Question arising from combinatorial proof of Fermat's little theorem

Question

The proof in question can be found here: Combinatorial Proof Of A Number Theory Theorem--Confusion

In cases where we attempt the process described in this proof with some non-prime $p$ for the necklace length, the proof fails to work because some cyclic permutations of a necklace of composite length may be identical to each other. For example, with $p=6$, and with the colors $B$ and $W$, we have the necklace: $BWBBWB$, which does not correspond to six distinct permutations, but only to three. Thus, we do not end up showing that $6|(2^6-2)$, and indeed it does not. Great.

In a discussion at a related question (Why need prime number in Fermat's Little Theorem), a question arose. In the non-prime case, is there a nice way to quantify the extent to which the proof breaks down? If $p$ is composite, can we write down a nice formula that counts the number of necklaces that appear fewer than $p$ times, and thus write $a^p-a$ as the sum of a multiple of $p$ and some other terms that depend on $p$ and $a$? Does the resulting error term reveal some number theoretic property of $p$?

Answer 1

In the non-prime case there are two related identities you can write down. First, as Lord Shark says in the comments, you can apply Burnside's lemma to count the total number of necklaces up to cyclic permutation, which for necklaces of length $n$ using $a$ colors is

$$\frac{1}{n} \sum_{d | n} \varphi(n/d) a^d.$$

where $\varphi(-)$ is the totient function. So you learn that $\sum_{d | n} \varphi(n/d) a^d$ is divisible by $n$; this reduces to FLT when $n$ is prime but gives an interesting generalization when $n$ is composite.
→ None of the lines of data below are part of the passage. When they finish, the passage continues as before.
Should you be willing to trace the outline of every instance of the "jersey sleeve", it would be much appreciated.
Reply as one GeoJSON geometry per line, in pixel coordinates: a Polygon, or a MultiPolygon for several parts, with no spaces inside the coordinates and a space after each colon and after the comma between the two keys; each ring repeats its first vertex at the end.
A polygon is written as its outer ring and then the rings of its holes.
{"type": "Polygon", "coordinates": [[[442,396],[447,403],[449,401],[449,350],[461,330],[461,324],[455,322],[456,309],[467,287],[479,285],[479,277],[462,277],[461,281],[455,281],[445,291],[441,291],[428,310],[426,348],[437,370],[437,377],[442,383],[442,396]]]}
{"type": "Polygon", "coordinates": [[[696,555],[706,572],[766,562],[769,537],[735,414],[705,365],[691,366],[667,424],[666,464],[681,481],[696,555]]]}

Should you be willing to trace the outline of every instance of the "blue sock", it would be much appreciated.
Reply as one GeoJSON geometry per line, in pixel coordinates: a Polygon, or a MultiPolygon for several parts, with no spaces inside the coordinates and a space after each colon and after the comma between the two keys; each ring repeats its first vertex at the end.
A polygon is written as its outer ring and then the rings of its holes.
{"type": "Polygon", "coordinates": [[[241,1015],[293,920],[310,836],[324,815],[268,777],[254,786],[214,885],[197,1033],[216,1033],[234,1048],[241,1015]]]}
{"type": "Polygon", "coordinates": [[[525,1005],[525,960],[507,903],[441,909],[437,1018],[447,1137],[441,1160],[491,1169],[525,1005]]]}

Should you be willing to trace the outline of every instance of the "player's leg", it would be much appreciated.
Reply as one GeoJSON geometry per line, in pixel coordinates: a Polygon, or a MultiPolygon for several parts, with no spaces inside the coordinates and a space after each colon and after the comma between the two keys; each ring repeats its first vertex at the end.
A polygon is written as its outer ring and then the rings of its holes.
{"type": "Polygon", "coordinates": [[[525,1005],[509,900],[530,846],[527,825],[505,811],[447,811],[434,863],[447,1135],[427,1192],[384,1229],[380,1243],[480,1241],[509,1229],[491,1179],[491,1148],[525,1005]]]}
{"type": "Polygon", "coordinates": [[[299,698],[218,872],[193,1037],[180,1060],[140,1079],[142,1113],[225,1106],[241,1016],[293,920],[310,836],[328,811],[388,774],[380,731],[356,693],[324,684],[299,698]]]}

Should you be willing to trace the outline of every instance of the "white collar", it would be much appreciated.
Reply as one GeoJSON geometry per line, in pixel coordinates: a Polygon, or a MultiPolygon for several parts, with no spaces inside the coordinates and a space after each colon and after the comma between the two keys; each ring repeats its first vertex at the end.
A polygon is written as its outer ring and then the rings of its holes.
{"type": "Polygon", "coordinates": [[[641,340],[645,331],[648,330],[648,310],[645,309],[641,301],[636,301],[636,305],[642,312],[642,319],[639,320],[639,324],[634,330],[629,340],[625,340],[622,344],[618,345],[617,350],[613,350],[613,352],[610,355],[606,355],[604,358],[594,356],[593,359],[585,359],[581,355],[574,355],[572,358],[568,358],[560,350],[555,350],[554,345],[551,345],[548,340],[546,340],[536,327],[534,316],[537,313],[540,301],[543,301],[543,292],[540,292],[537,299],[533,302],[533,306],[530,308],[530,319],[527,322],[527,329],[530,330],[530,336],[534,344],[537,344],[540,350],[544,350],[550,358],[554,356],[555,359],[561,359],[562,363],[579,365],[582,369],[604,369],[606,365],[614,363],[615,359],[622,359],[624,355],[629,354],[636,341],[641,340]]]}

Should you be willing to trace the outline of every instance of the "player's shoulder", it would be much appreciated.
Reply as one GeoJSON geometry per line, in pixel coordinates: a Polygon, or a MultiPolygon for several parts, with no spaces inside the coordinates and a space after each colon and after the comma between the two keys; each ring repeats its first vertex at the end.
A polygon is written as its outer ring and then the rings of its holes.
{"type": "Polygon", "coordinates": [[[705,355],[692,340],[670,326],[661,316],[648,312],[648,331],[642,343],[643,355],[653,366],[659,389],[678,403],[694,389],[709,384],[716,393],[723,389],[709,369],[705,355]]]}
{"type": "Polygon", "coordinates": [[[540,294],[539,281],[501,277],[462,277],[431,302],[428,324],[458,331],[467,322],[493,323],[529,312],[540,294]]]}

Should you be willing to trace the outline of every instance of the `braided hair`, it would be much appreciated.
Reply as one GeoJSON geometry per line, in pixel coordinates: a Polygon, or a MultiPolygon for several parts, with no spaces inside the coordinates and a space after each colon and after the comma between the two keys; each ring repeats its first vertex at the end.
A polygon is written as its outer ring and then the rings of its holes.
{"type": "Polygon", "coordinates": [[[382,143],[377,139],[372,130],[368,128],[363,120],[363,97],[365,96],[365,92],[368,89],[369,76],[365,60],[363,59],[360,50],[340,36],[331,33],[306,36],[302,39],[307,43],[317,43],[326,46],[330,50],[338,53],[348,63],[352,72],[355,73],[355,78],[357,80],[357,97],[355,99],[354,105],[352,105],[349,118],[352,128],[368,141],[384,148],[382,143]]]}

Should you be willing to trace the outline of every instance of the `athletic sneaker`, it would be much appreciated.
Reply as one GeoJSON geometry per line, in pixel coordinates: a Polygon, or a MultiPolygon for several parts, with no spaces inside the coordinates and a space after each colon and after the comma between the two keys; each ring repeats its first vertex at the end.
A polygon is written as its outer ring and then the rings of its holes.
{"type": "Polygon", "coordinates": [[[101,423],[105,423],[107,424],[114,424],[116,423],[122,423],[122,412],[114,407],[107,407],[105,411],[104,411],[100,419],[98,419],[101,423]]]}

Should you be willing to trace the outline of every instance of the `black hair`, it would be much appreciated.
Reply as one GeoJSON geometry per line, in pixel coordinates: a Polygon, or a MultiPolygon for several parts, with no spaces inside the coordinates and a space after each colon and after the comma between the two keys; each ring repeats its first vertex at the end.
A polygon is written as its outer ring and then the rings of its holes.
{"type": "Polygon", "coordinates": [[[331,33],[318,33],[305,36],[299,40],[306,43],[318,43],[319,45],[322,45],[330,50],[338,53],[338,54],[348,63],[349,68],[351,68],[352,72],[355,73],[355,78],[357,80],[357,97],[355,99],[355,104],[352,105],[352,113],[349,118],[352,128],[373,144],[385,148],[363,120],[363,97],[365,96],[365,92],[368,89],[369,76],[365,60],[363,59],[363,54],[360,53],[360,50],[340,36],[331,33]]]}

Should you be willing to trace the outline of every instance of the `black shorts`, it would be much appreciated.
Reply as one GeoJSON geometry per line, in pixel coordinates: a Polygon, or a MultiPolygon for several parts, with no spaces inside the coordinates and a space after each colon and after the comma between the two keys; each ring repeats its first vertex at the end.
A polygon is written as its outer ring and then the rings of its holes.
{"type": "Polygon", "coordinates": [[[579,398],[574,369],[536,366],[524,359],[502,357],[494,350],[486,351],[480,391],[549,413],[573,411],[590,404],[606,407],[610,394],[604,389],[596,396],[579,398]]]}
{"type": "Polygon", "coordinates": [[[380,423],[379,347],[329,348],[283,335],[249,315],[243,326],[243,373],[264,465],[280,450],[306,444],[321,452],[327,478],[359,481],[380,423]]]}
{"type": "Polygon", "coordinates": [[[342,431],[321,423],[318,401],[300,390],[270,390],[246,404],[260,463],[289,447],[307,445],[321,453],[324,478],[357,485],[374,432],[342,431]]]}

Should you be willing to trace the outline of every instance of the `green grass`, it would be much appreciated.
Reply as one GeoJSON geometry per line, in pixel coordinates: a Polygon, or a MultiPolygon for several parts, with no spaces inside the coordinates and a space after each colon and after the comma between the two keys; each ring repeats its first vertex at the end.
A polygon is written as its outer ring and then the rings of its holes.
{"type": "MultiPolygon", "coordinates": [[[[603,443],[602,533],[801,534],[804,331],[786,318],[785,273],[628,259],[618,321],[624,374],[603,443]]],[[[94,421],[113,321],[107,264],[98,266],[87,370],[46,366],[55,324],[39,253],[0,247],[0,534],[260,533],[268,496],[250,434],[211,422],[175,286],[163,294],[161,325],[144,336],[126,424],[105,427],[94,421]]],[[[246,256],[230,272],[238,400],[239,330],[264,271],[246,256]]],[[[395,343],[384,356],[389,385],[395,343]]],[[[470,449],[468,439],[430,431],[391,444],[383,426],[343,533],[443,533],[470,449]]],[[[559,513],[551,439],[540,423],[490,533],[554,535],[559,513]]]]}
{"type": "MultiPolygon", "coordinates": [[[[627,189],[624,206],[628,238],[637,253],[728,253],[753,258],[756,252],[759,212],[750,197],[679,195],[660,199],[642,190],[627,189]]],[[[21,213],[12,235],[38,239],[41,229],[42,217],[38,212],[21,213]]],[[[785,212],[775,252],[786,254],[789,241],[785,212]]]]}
Another thing you can do is just count the number of aperiodic necklaces - the ones which are not equal to themselves under any nontrivial cyclic permutation - using Mobius inversion, which gives

$$\frac{1}{n} \sum_{d | n} \mu(n/d) a^d$$

where $\mu(-)$ is the Mobius function. These polynomials $M_n(a)$ in $a$ are called necklace polynomials, and famously when $a = q$ is a prime power they count the number of monic irreducible polynomials of degree $n$ in $\mathbb{F}_q$. In any case, here you learn that $\sum_{d | n} \mu(n/d) a^d$ is divisible by $n$. The necklace polynomials also appear in the cyclotomic identity

$$\frac{1}{1 - at} = \prod_{n \ge 1} \frac{1}{(1 - t^n)^{M_n(a)}}$$

which, when $a = q$ is a prime power, is a function field analogue of the Euler product factorization of the Riemann zeta function; see this blog post for a combinatorial interpretation for arbitrary $a$.

I don't know if these congruences have a name; I call them the necklace congruences. They turn out to be equivalent, which is not obvious. A long time ago I wrote some blog posts about them which you can find here and here.

(These congruences admit a neat generalization to matrices, as follows. Instead of letting $a$ be an integer, let $A$ be a square matrix of integers. Then $\sum_{d | n} \varphi(n/d) \text{tr}(A^d)$ and $\sum_{d | n} \mu(n/d) \text{tr}(A^d)$ are divisible by $n$. The combinatorial interpretation involves thinking of $A$ as the adjacency matrix of a graph and counting closed walks on $A$ up to cyclic permutation.)